From its humorous opening through its sad midpoint and uplifting end, Miss Pinkeltink’s story shines a light on humanity. This story with children as agents of positive change reminds us again that communities are best known by their treatment of the disadvantaged among them.
"Rosy-cheeked and quite antique, Miss Pinkeltink / carried everything but the kitchen sink. / Her purse was so big that it dragged on the floor. / When she rode on the bus it got stuck in the door."

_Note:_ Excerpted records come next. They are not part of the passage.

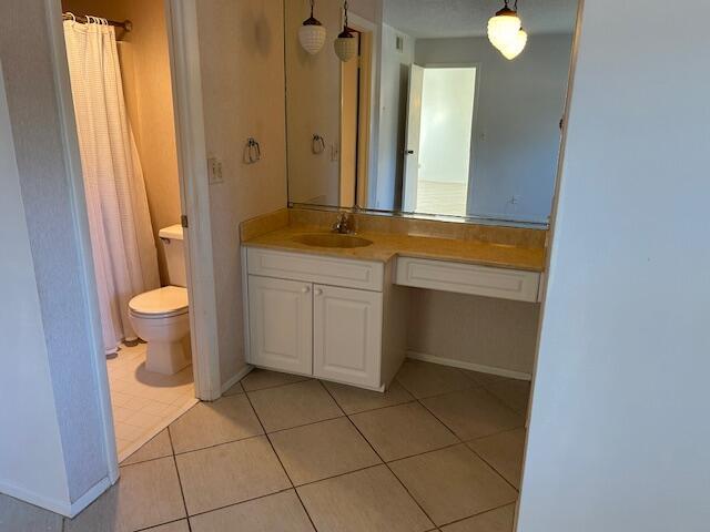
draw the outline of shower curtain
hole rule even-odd
[[[69,73],[99,288],[103,344],[135,340],[130,299],[158,288],[158,256],[143,171],[128,121],[114,29],[64,21]]]

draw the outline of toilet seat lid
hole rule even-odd
[[[129,308],[143,316],[174,316],[187,311],[187,288],[164,286],[135,296]]]

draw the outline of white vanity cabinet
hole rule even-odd
[[[250,364],[384,390],[405,357],[406,290],[394,272],[255,247],[244,258]]]
[[[378,386],[382,293],[316,285],[313,301],[313,375]]]
[[[248,276],[251,364],[311,375],[312,293],[310,283]]]

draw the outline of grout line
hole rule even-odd
[[[179,523],[181,521],[185,521],[187,523],[187,530],[192,532],[192,529],[190,528],[190,520],[187,518],[173,519],[172,521],[165,521],[164,523],[160,523],[160,524],[151,524],[150,526],[146,526],[144,529],[136,529],[135,532],[144,532],[144,531],[156,529],[159,526],[165,526],[166,524]]]
[[[170,450],[173,456],[173,464],[175,466],[175,473],[178,474],[178,484],[180,485],[180,495],[182,497],[182,507],[185,510],[185,516],[190,516],[190,512],[187,511],[187,502],[185,501],[185,492],[182,487],[182,478],[180,477],[180,468],[178,467],[178,459],[175,458],[175,448],[173,447],[173,437],[170,433],[170,427],[168,427],[168,440],[170,441]],[[187,530],[192,531],[192,525],[190,524],[190,520],[187,519]]]
[[[488,466],[488,469],[491,469],[498,477],[500,477],[506,482],[506,484],[508,484],[510,488],[513,488],[516,491],[516,493],[518,493],[518,494],[520,493],[520,490],[518,488],[516,488],[515,485],[513,485],[513,482],[510,482],[508,479],[506,479],[505,475],[500,471],[498,471],[493,463],[490,463],[488,460],[486,460],[486,458],[484,458],[483,454],[477,452],[476,449],[471,449],[469,446],[466,446],[466,448],[468,448],[468,450],[470,452],[473,452],[475,456],[477,456],[480,459],[481,462],[484,462],[486,466]]]
[[[256,419],[258,420],[258,424],[261,426],[262,430],[264,431],[264,434],[266,437],[266,441],[268,441],[268,444],[271,446],[272,452],[276,457],[276,460],[278,460],[278,464],[281,466],[281,469],[283,470],[284,474],[286,475],[286,479],[288,479],[288,483],[291,484],[291,488],[293,489],[294,493],[296,494],[296,498],[298,499],[298,502],[301,503],[301,508],[303,508],[303,511],[306,513],[306,516],[308,518],[308,521],[311,522],[311,526],[313,526],[313,529],[317,531],[317,529],[315,526],[315,523],[313,522],[313,518],[311,516],[311,513],[308,513],[308,509],[303,503],[303,500],[301,499],[301,494],[298,493],[298,490],[296,490],[296,487],[293,483],[293,480],[292,480],[291,475],[288,474],[288,471],[284,467],[284,462],[281,461],[281,457],[276,452],[276,448],[274,447],[274,442],[271,441],[271,438],[268,437],[268,433],[266,432],[264,423],[262,423],[262,419],[258,417],[258,413],[256,413],[256,409],[254,408],[254,405],[252,403],[252,399],[248,397],[247,393],[244,393],[244,395],[246,396],[246,400],[248,401],[250,406],[252,407],[252,411],[254,412],[254,416],[256,416]]]
[[[260,369],[260,368],[255,368],[255,369]],[[271,369],[263,369],[262,371],[272,371],[274,374],[278,372],[278,371],[273,371]],[[284,375],[295,375],[295,374],[284,374]],[[246,377],[248,377],[248,375],[244,376],[244,379]],[[263,388],[255,388],[253,390],[247,390],[246,388],[244,388],[244,385],[242,385],[242,389],[244,390],[244,393],[254,393],[255,391],[273,390],[274,388],[283,388],[284,386],[300,385],[301,382],[307,382],[308,380],[316,380],[313,377],[305,377],[305,376],[298,376],[298,377],[303,377],[303,380],[294,380],[294,381],[291,381],[291,382],[282,382],[281,385],[265,386]],[[242,379],[242,380],[244,380],[244,379]],[[240,380],[240,383],[242,382],[242,380]]]
[[[525,429],[525,426],[515,427],[513,429],[501,430],[499,432],[494,432],[493,434],[477,436],[476,438],[471,438],[470,440],[465,440],[464,443],[468,444],[468,443],[471,443],[474,441],[485,440],[486,438],[493,438],[494,436],[506,434],[508,432],[515,432],[516,430],[520,430],[520,429]],[[527,432],[527,430],[525,430],[525,431]]]
[[[408,392],[413,396],[413,399],[412,399],[412,400],[408,400],[408,401],[405,401],[405,402],[402,402],[402,403],[398,403],[398,405],[388,405],[388,406],[385,406],[385,407],[377,407],[377,408],[374,408],[374,409],[363,410],[363,411],[358,411],[358,412],[354,412],[354,413],[349,413],[349,415],[344,412],[343,407],[339,405],[339,402],[337,401],[337,399],[335,398],[335,396],[331,392],[331,390],[329,390],[329,389],[328,389],[328,388],[327,388],[327,387],[326,387],[326,386],[325,386],[325,385],[324,385],[320,379],[304,379],[303,381],[297,381],[297,382],[287,382],[287,383],[284,383],[284,385],[278,385],[278,386],[273,386],[273,387],[267,387],[267,388],[261,388],[260,390],[252,390],[252,392],[255,392],[255,391],[262,391],[262,390],[268,390],[268,389],[274,389],[274,388],[281,388],[281,387],[284,387],[284,386],[296,385],[296,383],[305,382],[305,381],[308,381],[308,380],[317,380],[317,381],[318,381],[318,383],[321,385],[321,387],[322,387],[323,389],[325,389],[325,391],[328,393],[328,396],[329,396],[329,397],[335,401],[336,406],[341,409],[341,411],[343,411],[343,416],[338,416],[338,417],[335,417],[335,418],[323,419],[323,420],[318,420],[318,421],[313,421],[313,422],[308,422],[308,423],[300,424],[300,426],[296,426],[296,427],[290,427],[290,428],[286,428],[286,429],[278,429],[278,430],[275,430],[275,431],[273,431],[273,432],[266,432],[266,431],[265,431],[265,428],[264,428],[264,426],[263,426],[263,422],[262,422],[262,420],[261,420],[261,418],[258,417],[258,415],[256,413],[256,410],[254,409],[254,406],[253,406],[253,403],[252,403],[251,397],[250,397],[250,395],[248,395],[250,392],[247,392],[246,390],[244,390],[244,396],[246,397],[246,399],[247,399],[247,401],[248,401],[248,403],[250,403],[250,406],[251,406],[251,408],[252,408],[252,410],[253,410],[253,412],[254,412],[254,416],[256,417],[256,419],[257,419],[257,421],[258,421],[260,426],[262,427],[262,430],[264,431],[264,432],[263,432],[263,433],[261,433],[261,434],[254,434],[254,436],[246,437],[246,438],[241,438],[241,439],[237,439],[237,440],[231,440],[231,441],[227,441],[227,442],[221,442],[221,443],[217,443],[217,444],[214,444],[214,446],[207,446],[207,447],[200,448],[200,449],[194,449],[194,450],[184,451],[184,452],[181,452],[181,453],[175,453],[174,444],[173,444],[173,441],[172,441],[172,433],[171,433],[171,431],[170,431],[170,426],[169,426],[169,427],[166,427],[166,429],[165,429],[165,430],[168,430],[168,436],[169,436],[169,440],[170,440],[170,446],[171,446],[171,451],[172,451],[173,463],[175,464],[175,470],[176,470],[176,472],[178,472],[178,480],[179,480],[179,484],[180,484],[180,490],[181,490],[181,495],[182,495],[182,499],[183,499],[183,507],[184,507],[184,509],[185,509],[186,518],[181,518],[181,519],[179,519],[179,520],[174,520],[174,521],[170,521],[170,522],[166,522],[166,523],[161,523],[161,524],[159,524],[159,525],[152,525],[152,526],[160,526],[160,525],[162,525],[162,524],[169,524],[169,523],[172,523],[172,522],[182,521],[182,520],[184,519],[184,520],[186,520],[186,521],[187,521],[189,530],[192,530],[192,528],[191,528],[191,523],[190,523],[190,518],[194,518],[194,516],[202,515],[202,514],[205,514],[205,513],[214,512],[214,511],[217,511],[217,510],[223,510],[223,509],[225,509],[225,508],[230,508],[230,507],[234,507],[234,505],[243,504],[243,503],[246,503],[246,502],[250,502],[250,501],[255,501],[255,500],[258,500],[258,499],[263,499],[263,498],[266,498],[266,497],[271,497],[271,495],[275,495],[275,494],[278,494],[278,493],[283,493],[283,492],[286,492],[286,491],[293,490],[293,491],[295,492],[296,497],[298,498],[298,501],[301,502],[302,508],[303,508],[303,509],[304,509],[304,511],[306,512],[306,515],[307,515],[307,518],[308,518],[308,520],[310,520],[311,524],[313,525],[314,530],[316,530],[316,531],[317,531],[317,528],[315,526],[315,523],[314,523],[314,521],[313,521],[313,519],[312,519],[312,516],[311,516],[311,514],[310,514],[310,512],[308,512],[308,510],[307,510],[306,505],[304,504],[303,500],[301,499],[301,494],[298,493],[298,488],[303,488],[303,487],[306,487],[306,485],[316,484],[316,483],[320,483],[320,482],[324,482],[324,481],[326,481],[326,480],[332,480],[332,479],[335,479],[335,478],[338,478],[338,477],[344,477],[344,475],[352,474],[352,473],[356,473],[356,472],[364,471],[364,470],[367,470],[367,469],[378,468],[378,467],[381,467],[381,466],[385,466],[385,467],[389,470],[389,472],[395,477],[395,479],[397,479],[397,481],[398,481],[398,482],[399,482],[399,484],[403,487],[403,489],[405,490],[405,492],[409,495],[409,498],[410,498],[410,499],[415,502],[415,504],[416,504],[416,505],[422,510],[422,512],[427,516],[427,519],[428,519],[432,523],[434,523],[434,520],[432,520],[432,518],[430,518],[430,516],[428,515],[428,513],[424,510],[424,508],[419,504],[419,502],[418,502],[418,501],[417,501],[417,500],[412,495],[412,493],[409,492],[409,490],[407,489],[407,487],[402,482],[402,480],[400,480],[400,479],[396,475],[396,473],[392,470],[392,468],[389,467],[389,463],[393,463],[393,462],[396,462],[396,461],[400,461],[400,460],[406,460],[406,459],[414,458],[414,457],[418,457],[418,456],[422,456],[422,454],[428,454],[428,453],[437,452],[437,451],[440,451],[440,450],[444,450],[444,449],[449,449],[449,448],[453,448],[453,447],[458,447],[458,446],[460,446],[460,444],[464,444],[464,446],[465,446],[467,449],[469,449],[469,450],[470,450],[470,451],[471,451],[476,457],[480,458],[480,459],[484,461],[484,463],[486,463],[486,466],[487,466],[489,469],[493,469],[493,470],[496,472],[496,474],[498,474],[500,478],[503,478],[503,480],[504,480],[506,483],[508,483],[508,484],[509,484],[509,485],[510,485],[510,487],[511,487],[516,492],[518,492],[518,493],[519,493],[519,490],[517,490],[513,484],[510,484],[510,482],[508,482],[508,481],[507,481],[507,479],[505,479],[505,477],[503,477],[503,474],[501,474],[500,472],[498,472],[498,470],[497,470],[495,467],[493,467],[490,463],[488,463],[488,462],[487,462],[483,457],[480,457],[480,456],[479,456],[479,454],[478,454],[474,449],[471,449],[470,447],[468,447],[468,446],[466,444],[466,442],[467,442],[467,441],[475,441],[475,440],[480,439],[480,438],[488,438],[488,437],[496,436],[496,434],[499,434],[499,433],[511,432],[511,431],[514,431],[514,430],[519,430],[519,429],[520,429],[520,427],[513,428],[513,429],[506,429],[506,430],[504,430],[504,431],[496,432],[496,433],[494,433],[494,434],[487,434],[487,436],[485,436],[485,437],[479,437],[479,438],[475,438],[475,439],[473,439],[473,440],[466,440],[466,441],[464,441],[464,440],[462,440],[462,439],[460,439],[460,438],[459,438],[459,437],[458,437],[458,436],[457,436],[457,434],[456,434],[456,433],[455,433],[455,432],[454,432],[454,431],[453,431],[453,430],[452,430],[452,429],[450,429],[446,423],[444,423],[444,422],[443,422],[438,417],[436,417],[436,415],[434,415],[434,412],[432,412],[432,411],[430,411],[430,410],[429,410],[429,409],[428,409],[428,408],[423,403],[423,400],[424,400],[424,399],[429,399],[429,398],[432,398],[432,397],[440,397],[440,396],[444,396],[444,395],[447,395],[447,393],[454,393],[454,392],[456,392],[456,391],[463,391],[463,390],[448,391],[448,392],[444,392],[444,393],[440,393],[440,395],[437,395],[437,396],[429,396],[429,397],[426,397],[426,398],[416,398],[416,397],[414,397],[414,395],[412,393],[412,391],[409,391],[409,390],[406,388],[406,386],[404,386],[400,381],[398,381],[398,382],[399,382],[399,385],[400,385],[400,386],[402,386],[406,391],[408,391]],[[471,379],[471,380],[473,380],[473,379]],[[240,381],[240,382],[241,382],[241,381]],[[475,382],[475,383],[477,385],[477,382]],[[514,411],[514,412],[515,412],[515,410],[513,410],[510,407],[508,407],[508,406],[507,406],[503,400],[500,400],[497,396],[495,396],[493,392],[490,392],[489,390],[487,390],[485,387],[483,387],[483,386],[478,386],[478,387],[473,386],[471,388],[479,388],[479,389],[483,389],[483,390],[484,390],[484,391],[486,391],[488,395],[493,396],[493,397],[494,397],[498,402],[500,402],[500,403],[501,403],[504,407],[506,407],[508,410],[511,410],[511,411]],[[466,389],[468,389],[468,388],[466,388]],[[236,393],[235,396],[239,396],[239,395],[241,395],[241,393]],[[235,396],[229,396],[229,397],[235,397]],[[433,416],[437,421],[439,421],[442,424],[444,424],[444,427],[446,427],[446,429],[447,429],[447,430],[449,430],[449,432],[452,432],[452,433],[454,434],[454,437],[458,440],[458,442],[457,442],[457,443],[453,443],[453,444],[450,444],[450,446],[446,446],[446,447],[439,448],[439,449],[434,449],[434,450],[428,450],[428,451],[419,452],[419,453],[416,453],[416,454],[412,454],[412,456],[409,456],[409,457],[403,457],[403,458],[398,458],[398,459],[396,459],[396,460],[392,460],[392,461],[387,462],[387,461],[385,461],[385,460],[379,456],[379,453],[377,452],[377,450],[373,447],[373,444],[372,444],[372,443],[369,442],[369,440],[365,437],[365,434],[363,434],[363,432],[357,428],[357,426],[353,422],[353,420],[351,419],[351,417],[352,417],[352,416],[359,415],[359,413],[365,413],[365,412],[375,411],[375,410],[383,410],[383,409],[386,409],[386,408],[393,408],[393,407],[397,407],[397,406],[409,405],[409,403],[412,403],[412,402],[418,402],[419,405],[422,405],[422,406],[426,409],[426,411],[427,411],[427,412],[432,413],[432,416]],[[186,413],[186,412],[184,412],[184,413]],[[183,413],[183,416],[184,416],[184,413]],[[517,413],[517,412],[516,412],[516,413]],[[271,438],[270,438],[270,434],[278,433],[278,432],[284,432],[284,431],[286,431],[286,430],[292,430],[292,429],[296,429],[296,428],[308,427],[308,426],[317,424],[317,423],[322,423],[322,422],[325,422],[325,421],[332,421],[332,420],[341,419],[341,418],[343,418],[343,417],[347,418],[347,420],[351,422],[351,424],[355,428],[355,430],[358,432],[358,434],[359,434],[359,436],[361,436],[361,437],[362,437],[362,438],[367,442],[367,444],[371,447],[371,449],[374,451],[374,453],[377,456],[377,458],[381,460],[381,462],[382,462],[382,463],[377,463],[377,464],[374,464],[374,466],[367,466],[367,467],[365,467],[365,468],[358,468],[358,469],[355,469],[355,470],[352,470],[352,471],[347,471],[347,472],[344,472],[344,473],[338,473],[338,474],[335,474],[335,475],[332,475],[332,477],[326,477],[326,478],[318,479],[318,480],[315,480],[315,481],[306,482],[306,483],[303,483],[303,484],[300,484],[300,485],[297,485],[297,487],[296,487],[296,485],[294,484],[293,480],[291,479],[291,477],[288,475],[288,472],[286,471],[286,468],[284,467],[284,464],[283,464],[283,462],[282,462],[282,460],[281,460],[281,457],[280,457],[280,456],[278,456],[278,453],[276,452],[276,450],[275,450],[275,448],[274,448],[274,446],[273,446],[273,442],[272,442],[272,440],[271,440]],[[283,490],[275,491],[275,492],[273,492],[273,493],[267,493],[267,494],[260,495],[260,497],[255,497],[255,498],[252,498],[252,499],[246,499],[246,500],[243,500],[243,501],[240,501],[240,502],[233,503],[233,504],[226,504],[226,505],[224,505],[224,507],[220,507],[220,508],[211,509],[211,510],[209,510],[209,511],[199,512],[199,513],[195,513],[195,514],[193,514],[193,515],[190,515],[190,514],[189,514],[189,512],[187,512],[187,507],[186,507],[186,502],[185,502],[185,498],[184,498],[184,492],[183,492],[183,487],[182,487],[182,479],[180,478],[180,470],[178,469],[176,457],[182,456],[182,454],[189,454],[189,453],[193,453],[193,452],[199,452],[199,451],[204,450],[204,449],[211,449],[211,448],[221,447],[221,446],[225,446],[225,444],[230,444],[230,443],[235,443],[235,442],[237,442],[237,441],[244,441],[244,440],[248,440],[248,439],[253,439],[253,438],[260,438],[260,437],[266,437],[266,440],[270,442],[270,446],[271,446],[271,448],[272,448],[272,451],[273,451],[273,452],[274,452],[274,454],[276,456],[276,459],[278,460],[278,463],[281,464],[281,467],[282,467],[282,469],[283,469],[283,471],[284,471],[284,473],[285,473],[286,478],[288,479],[288,482],[290,482],[290,484],[291,484],[291,488],[286,488],[286,489],[283,489]],[[148,442],[146,442],[146,443],[148,443]],[[170,457],[159,457],[159,458],[155,458],[155,459],[144,460],[144,461],[141,461],[141,462],[135,462],[135,463],[131,463],[131,464],[126,464],[126,466],[122,466],[122,467],[138,466],[138,464],[141,464],[141,463],[146,463],[146,462],[150,462],[150,461],[160,460],[160,459],[164,459],[164,458],[170,458]],[[491,512],[491,511],[498,510],[498,509],[500,509],[500,508],[505,508],[505,507],[507,507],[507,505],[509,505],[509,504],[515,504],[515,502],[509,502],[509,503],[506,503],[506,504],[501,504],[500,507],[497,507],[497,508],[494,508],[494,509],[489,509],[489,510],[486,510],[486,511],[484,511],[484,512],[478,512],[478,513],[475,513],[475,514],[473,514],[473,515],[465,516],[465,518],[463,518],[463,519],[460,519],[460,520],[453,521],[452,523],[457,523],[457,522],[459,522],[459,521],[464,521],[464,520],[470,519],[470,518],[476,516],[476,515],[480,515],[480,514],[484,514],[484,513],[488,513],[488,512]],[[64,519],[62,520],[62,532],[64,531],[65,521],[67,521],[67,519],[64,518]],[[448,525],[448,524],[452,524],[452,523],[446,523],[445,525]],[[438,526],[438,525],[437,525],[436,523],[434,523],[434,524],[435,524],[435,529],[432,529],[432,530],[437,530],[437,526]],[[151,526],[151,528],[152,528],[152,526]],[[150,528],[149,528],[149,529],[150,529]],[[149,530],[149,529],[141,529],[141,530]]]
[[[454,429],[452,429],[448,424],[446,424],[444,421],[442,421],[436,413],[434,413],[432,410],[429,410],[427,408],[426,405],[424,405],[424,402],[422,402],[420,400],[417,400],[417,402],[419,403],[419,406],[422,408],[424,408],[425,411],[429,412],[429,415],[434,419],[436,419],[439,423],[442,423],[444,426],[444,428],[446,428],[446,430],[448,430],[454,436],[454,438],[456,438],[459,441],[459,443],[464,443],[464,440],[454,431]]]
[[[514,502],[506,502],[505,504],[500,504],[499,507],[496,508],[490,508],[488,510],[484,510],[483,512],[476,512],[473,515],[468,515],[466,518],[462,518],[462,519],[456,519],[454,521],[450,521],[448,523],[442,524],[439,526],[450,526],[452,524],[456,524],[456,523],[460,523],[463,521],[466,521],[467,519],[471,519],[471,518],[478,518],[479,515],[485,515],[486,513],[490,513],[490,512],[495,512],[496,510],[500,510],[501,508],[506,508],[506,507],[510,507],[513,504],[516,504],[516,501]]]
[[[244,499],[243,501],[240,501],[240,502],[233,502],[231,504],[224,504],[222,507],[213,508],[211,510],[204,510],[202,512],[193,513],[192,515],[189,515],[187,518],[183,518],[183,519],[187,519],[187,521],[190,521],[192,518],[199,518],[199,516],[204,515],[206,513],[219,512],[219,511],[225,510],[227,508],[239,507],[241,504],[246,504],[247,502],[258,501],[261,499],[266,499],[267,497],[278,495],[281,493],[286,493],[287,491],[292,491],[292,490],[294,490],[294,488],[284,488],[283,490],[276,490],[273,493],[265,493],[263,495],[257,495],[257,497],[252,497],[250,499]],[[158,526],[160,526],[160,525],[158,525]],[[143,529],[143,530],[146,530],[146,529]],[[148,529],[148,530],[150,530],[150,529]]]
[[[331,393],[331,390],[328,390],[325,386],[323,387],[325,388],[325,390],[331,395],[331,397],[333,397],[333,395]],[[333,397],[333,400],[335,401],[335,398]],[[337,402],[337,401],[336,401]],[[412,493],[409,492],[409,490],[407,489],[406,485],[404,485],[404,483],[402,482],[402,480],[399,480],[399,477],[397,477],[395,474],[395,472],[392,470],[392,468],[387,464],[387,462],[385,462],[385,460],[383,460],[382,456],[377,452],[377,449],[375,449],[375,447],[369,442],[369,440],[365,437],[365,434],[363,434],[363,432],[361,432],[359,428],[353,422],[353,420],[349,418],[349,416],[346,416],[347,420],[351,422],[351,424],[355,428],[355,430],[357,431],[357,433],[359,433],[361,438],[363,438],[367,444],[369,446],[369,448],[373,450],[373,452],[375,454],[377,454],[377,458],[379,458],[379,460],[382,460],[383,464],[385,466],[385,468],[387,468],[387,470],[389,471],[389,473],[392,475],[394,475],[395,479],[397,479],[397,482],[399,482],[399,484],[402,485],[402,488],[405,490],[405,492],[409,495],[409,499],[412,499],[412,501],[414,501],[414,503],[419,508],[419,510],[422,510],[422,513],[424,513],[424,515],[426,516],[426,519],[429,520],[429,522],[434,525],[434,528],[436,529],[437,524],[434,522],[434,520],[432,519],[432,516],[426,512],[426,510],[424,510],[424,508],[422,508],[422,504],[419,504],[419,501],[417,501],[414,495],[412,495]],[[373,466],[373,467],[378,467],[378,466]]]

Generous and eccentric, Miss Pinkeltink fills her huge purse with everything from a toilet plunger to roller skates, and then gives it all away. She offers tape to fix a flat tire and a bone to a kitty: Miss Pinkeltink’s gifts never quite hit the mark, / but she gave what she had, and she gave from the heart. And then, with nothing left to give or to shelter herself, she huddles on a park bench, trying to sleep in the rain. And that’s where Zoey sees her from her bedroom window and knows that something must be done.
My rating: 4 of 5 stars
A beautiful story about paying it forward and the power of generosity. It is a sweet story will sing sing text that will be a hit for kids and adults alike. Miss Pinkeltink is sweet and always trying to give helpful gifts to others, but when she has nothing else to give she soon learns what it feels like to receive.